Mr. Held, my sixth grade teacher, deepened both my experience and love of gaming. He set up his copy of 221B Baker Street, a mystery-solving board game based on the adventures of Sherlock Holmes, when the high reading group finished its first unit, and we took to it with such passion that the space between those flimsy paperback readers grew longer and longer as we played more rounds of the game, then watched the Jeremy Brett episodes with a rapt attention 11 year olds don’t usually lavish on Victorian literature.

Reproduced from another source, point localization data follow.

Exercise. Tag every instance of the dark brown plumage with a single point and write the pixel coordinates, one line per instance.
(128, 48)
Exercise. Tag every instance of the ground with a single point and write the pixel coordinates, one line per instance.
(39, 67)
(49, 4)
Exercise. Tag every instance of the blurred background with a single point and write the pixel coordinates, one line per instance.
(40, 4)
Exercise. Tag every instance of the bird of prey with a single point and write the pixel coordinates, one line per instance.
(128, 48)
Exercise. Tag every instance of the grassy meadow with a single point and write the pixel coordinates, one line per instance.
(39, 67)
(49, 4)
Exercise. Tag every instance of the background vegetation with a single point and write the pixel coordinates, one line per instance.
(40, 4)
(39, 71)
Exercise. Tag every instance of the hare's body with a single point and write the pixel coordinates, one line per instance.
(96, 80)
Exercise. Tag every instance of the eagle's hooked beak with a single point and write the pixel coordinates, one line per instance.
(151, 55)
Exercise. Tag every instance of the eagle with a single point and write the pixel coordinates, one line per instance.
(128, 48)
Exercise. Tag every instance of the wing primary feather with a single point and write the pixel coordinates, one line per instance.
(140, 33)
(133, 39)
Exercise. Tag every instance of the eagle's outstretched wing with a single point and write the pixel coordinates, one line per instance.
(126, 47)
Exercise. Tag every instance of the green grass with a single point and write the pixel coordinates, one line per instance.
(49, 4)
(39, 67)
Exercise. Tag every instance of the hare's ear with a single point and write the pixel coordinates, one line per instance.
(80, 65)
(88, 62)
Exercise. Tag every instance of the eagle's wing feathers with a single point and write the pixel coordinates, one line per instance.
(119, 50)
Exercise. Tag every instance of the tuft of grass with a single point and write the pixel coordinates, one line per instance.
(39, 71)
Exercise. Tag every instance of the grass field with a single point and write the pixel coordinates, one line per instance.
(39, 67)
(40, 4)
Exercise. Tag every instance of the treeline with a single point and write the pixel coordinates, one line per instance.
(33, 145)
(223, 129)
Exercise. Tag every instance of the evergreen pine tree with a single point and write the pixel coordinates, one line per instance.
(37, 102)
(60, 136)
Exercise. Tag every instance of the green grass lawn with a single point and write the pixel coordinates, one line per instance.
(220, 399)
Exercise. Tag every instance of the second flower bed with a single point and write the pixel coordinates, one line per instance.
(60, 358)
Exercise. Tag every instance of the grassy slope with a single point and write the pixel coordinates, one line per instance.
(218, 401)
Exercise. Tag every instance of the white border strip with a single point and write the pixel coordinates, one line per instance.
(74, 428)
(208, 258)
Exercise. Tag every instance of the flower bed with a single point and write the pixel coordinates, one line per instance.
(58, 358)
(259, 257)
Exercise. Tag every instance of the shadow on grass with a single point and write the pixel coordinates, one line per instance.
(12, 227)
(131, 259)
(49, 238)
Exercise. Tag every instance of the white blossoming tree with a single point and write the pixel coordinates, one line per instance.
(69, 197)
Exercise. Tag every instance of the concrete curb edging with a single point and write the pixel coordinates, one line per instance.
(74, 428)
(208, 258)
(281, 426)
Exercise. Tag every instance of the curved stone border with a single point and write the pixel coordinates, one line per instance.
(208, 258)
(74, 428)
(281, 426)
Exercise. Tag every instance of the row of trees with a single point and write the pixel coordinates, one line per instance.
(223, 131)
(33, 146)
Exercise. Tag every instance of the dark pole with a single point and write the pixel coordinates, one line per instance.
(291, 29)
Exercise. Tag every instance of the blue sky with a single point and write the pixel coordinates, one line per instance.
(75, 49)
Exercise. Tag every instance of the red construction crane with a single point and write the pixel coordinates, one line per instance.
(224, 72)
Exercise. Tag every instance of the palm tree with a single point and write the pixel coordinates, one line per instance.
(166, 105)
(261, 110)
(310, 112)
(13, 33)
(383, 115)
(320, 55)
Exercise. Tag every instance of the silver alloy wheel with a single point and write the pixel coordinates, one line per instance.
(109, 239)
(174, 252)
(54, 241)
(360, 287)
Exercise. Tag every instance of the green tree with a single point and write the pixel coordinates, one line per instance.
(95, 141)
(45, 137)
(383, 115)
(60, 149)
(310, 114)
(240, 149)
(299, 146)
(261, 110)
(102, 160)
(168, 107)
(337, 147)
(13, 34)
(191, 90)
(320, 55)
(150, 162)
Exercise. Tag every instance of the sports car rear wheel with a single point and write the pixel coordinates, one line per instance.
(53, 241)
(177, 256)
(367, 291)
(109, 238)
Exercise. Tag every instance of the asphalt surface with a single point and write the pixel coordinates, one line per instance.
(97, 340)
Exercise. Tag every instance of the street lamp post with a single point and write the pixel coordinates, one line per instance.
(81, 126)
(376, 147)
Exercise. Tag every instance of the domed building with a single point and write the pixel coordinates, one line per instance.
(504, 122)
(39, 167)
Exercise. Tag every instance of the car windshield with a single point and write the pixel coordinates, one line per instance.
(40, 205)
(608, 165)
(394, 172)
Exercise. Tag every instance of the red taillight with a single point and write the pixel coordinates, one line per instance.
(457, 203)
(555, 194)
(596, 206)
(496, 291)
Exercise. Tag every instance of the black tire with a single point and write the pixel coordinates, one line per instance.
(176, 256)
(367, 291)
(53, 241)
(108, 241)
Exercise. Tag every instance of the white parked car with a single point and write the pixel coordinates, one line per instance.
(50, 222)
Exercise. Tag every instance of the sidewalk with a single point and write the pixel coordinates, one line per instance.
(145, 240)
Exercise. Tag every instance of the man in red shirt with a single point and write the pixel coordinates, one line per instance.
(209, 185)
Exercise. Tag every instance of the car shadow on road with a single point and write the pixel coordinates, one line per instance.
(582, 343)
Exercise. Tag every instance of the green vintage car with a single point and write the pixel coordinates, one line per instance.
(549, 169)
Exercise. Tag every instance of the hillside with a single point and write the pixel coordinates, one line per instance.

World History was punctuated with games, too. For Ancient Rome, we watched the chariot race in Ben-Hur, then played Circus Maximus — first for speed, followed by the mandatory heavy chariot round dubbed the “Hamburger Rally” for our gleeful overuse of the wheel spikes. For World War I, it was dogfighting airplanes over France with Fight In The Skies (later, Dawn Patrol). How many sixth graders do you know who can identify the silhouette of a Sopwith Camel, and know why pilots were more likely to have a brick in the cockpit than a parachute? Yeah, me neither.

By the time the guys in my church youth group invited me to join them on Sunday afternoons for AD&D, I was already a dedicated gamer. Sure, the only roleplaying I did for most of my teenage years was defending my female characters from unwanted sexual advances. But I was well-equipped for the future with the clear and certain knowledge of what games could do and be — a source for characters and stories to rival anything literature had to offer. The real revelation was finding those things in my own mind.